Solemos olvidarlo en
nuestras cuitas cotidianas, y quizás hagamos bien, o de lo contrario la
angustia nos paralizaría. Solemos levantarnos cada día como un día más, una
jornada en la que reinará lo acostumbrado, que nos aburre pero también nos
tranquiliza. Y en la tensión de los poderes y en las pequeñas batallas con
todos los que nos rodean, a veces creemos ganar, y eso nos hace sentirnos más
grandes, y otras veces perdemos, y eso parece disminuirnos. Lo primero lo
anotamos en la lista de los gozos, porque, nos lo explicó Spinoza, el hombre
que constata su poder se alegra; sin embargo, deja arañazos en la piel del
prójimo. Lo segundo nos araña a nosotros, y tenemos que odiar un poco a quien
nos lo hace sentir, para no odiarnos a nosotros mismos.
Sin embargo, la
fortuna es una rueda, como nos recordaban los clásicos. Spinoza lo relata con
precisión: ahora sucede algo que nos crece, a continuación algo que nos
disminuye, y vivimos así sumidos en una montaña rusa de afectos buenos y malos
según nos vayan las cosas. Creímos ser mejores que aquel, y resultó que él
llegó más lejos, y algo en nosotros se da cuenta de lo vana que era nuestra
arrogancia. Y en cuanto a aquel otro al que no perdonábamos que se las diera de
superior, de repente somos testigos de su menoscabo, y entonces no solo se hace
fácil perdonarle —puesto que ya no es un enemigo—, sino que incluso podemos
compadecerle y exclamar: “¡Pobre!” No digo que ahí no haya una tristeza sincera
—la tristeza de la empatía, de comprender que esa pobreza que vemos en el otro
es también la nuestra, de presentir en el sometimiento ajeno aquel que nos
desgasta a nosotros—, pero es obvio que también hay algo de desquite o reequilibrio.

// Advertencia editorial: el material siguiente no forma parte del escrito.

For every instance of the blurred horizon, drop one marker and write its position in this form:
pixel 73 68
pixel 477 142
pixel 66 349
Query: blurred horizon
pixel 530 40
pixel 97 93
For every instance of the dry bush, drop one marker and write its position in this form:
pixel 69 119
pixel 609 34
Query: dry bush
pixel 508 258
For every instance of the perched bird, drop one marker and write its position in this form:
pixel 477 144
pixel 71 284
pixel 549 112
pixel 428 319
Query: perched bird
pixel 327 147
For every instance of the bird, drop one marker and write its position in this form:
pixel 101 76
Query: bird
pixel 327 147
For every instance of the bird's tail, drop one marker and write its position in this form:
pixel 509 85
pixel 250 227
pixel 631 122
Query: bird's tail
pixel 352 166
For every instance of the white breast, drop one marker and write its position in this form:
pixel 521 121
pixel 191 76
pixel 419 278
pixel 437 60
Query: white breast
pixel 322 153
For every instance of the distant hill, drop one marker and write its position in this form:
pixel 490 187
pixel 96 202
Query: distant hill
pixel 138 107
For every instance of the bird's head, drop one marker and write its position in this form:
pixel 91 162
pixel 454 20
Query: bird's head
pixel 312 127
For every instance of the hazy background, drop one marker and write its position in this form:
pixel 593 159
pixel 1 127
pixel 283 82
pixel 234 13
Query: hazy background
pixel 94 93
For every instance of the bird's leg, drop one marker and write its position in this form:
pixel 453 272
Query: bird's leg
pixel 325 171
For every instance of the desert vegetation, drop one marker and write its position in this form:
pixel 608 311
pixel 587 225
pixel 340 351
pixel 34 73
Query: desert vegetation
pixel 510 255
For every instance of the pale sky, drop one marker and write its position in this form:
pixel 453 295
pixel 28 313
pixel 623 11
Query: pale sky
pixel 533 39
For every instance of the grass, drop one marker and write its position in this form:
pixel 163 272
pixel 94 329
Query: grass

Y nuestra compasión suele contener vetas de ello; por eso se nos hace tan
fácil, por eso incluso nos complace. Por eso procuramos pasar de puntillas por
nuestros propios males ―cuando nos ponen en desventaja―, y sin embargo nos
prodigamos en los ajenos.
No siempre es así. El
dolor propio puede ser cultivado, convertido en una estampa que revelamos a la
menor oportunidad. El depresivo se ceba evocando una y otra vez lo que le hace
sufrir. ¿Por qué un comportamiento tan aparentemente contrario a la propia
entereza, a esa alegría que se supone que preferimos todos? Tal vez porque
enmascara así dolores o amenazas superiores: padecer con un guion
preestablecido para no afrontar tormentos más aterradores. O como coartada para
no tener que afanarse en cambios demasiado difíciles. O como ensañamiento en
viejas querellas (porque nuestro sufrimiento hace sufrir a los que nos quieren,
o lo haría si estuvieran presentes). Pero cuando esas mortificaciones se hacen
públicas, cuando se despliegan como un espectáculo, a menudo están llevando un
mensaje a los demás: “No me ataquéis, no me temáis, no me odiéis, no me
ignoréis; mirad cómo sufro: necesito vuestra delicadeza, vuestra protección;
necesito que me toleréis lo que no soléis tolerar, que me deis vuestra
comprensión y vuestros cuidados”. Los psicólogos lo saben bien, lo llaman
facilitar la afiliación. Los más fuertes la ganan con sus méritos; pero también
se puede inspirar con los fracasos, puesto que estimulan la simpatía y el
amparo.
Simpatía y amparo:
qué fáciles se nos hacen cuando nos sentimos superiores. Y siempre hay algo de sensación
de superioridad ante el dolor ajeno. En definitiva, comprobar que todos
sufrimos promueve la solidaridad, la amabilidad, el perdón, y todo eso nos une
y es bueno. La mayoría no queremos demasiada ayuda, porque nos hace sentir
impotentes, ni demasiada compasión, porque nos humilla; una vez más, todo en su
justa medida, todo en su momento adecuado. Los reclamos de ayuda persistentes también
pueden acabar por sugerirnos un abuso, y vernos obligados a compadecer nos
fatiga, nos molesta y despierta el menosprecio. Pero, sin llegar a esos
extremos, seguramente necesitamos la compasión para desplegar nuestra
humanidad.
Rilke concebía el
amor como la mutua protección de dos almas solitarias; proteger implica la
conciencia de la vulnerabilidad. Sufrir y ver sufrir —si no es en demasía, si
no es por mucho tiempo— nos hace menos solitarios, nos impulsa al acercamiento
y al abrazo. Si uno cae, el otro le ayuda a levantarse: aunque se alegre de no
ser él quien ha caído, sabe que un día será al revés.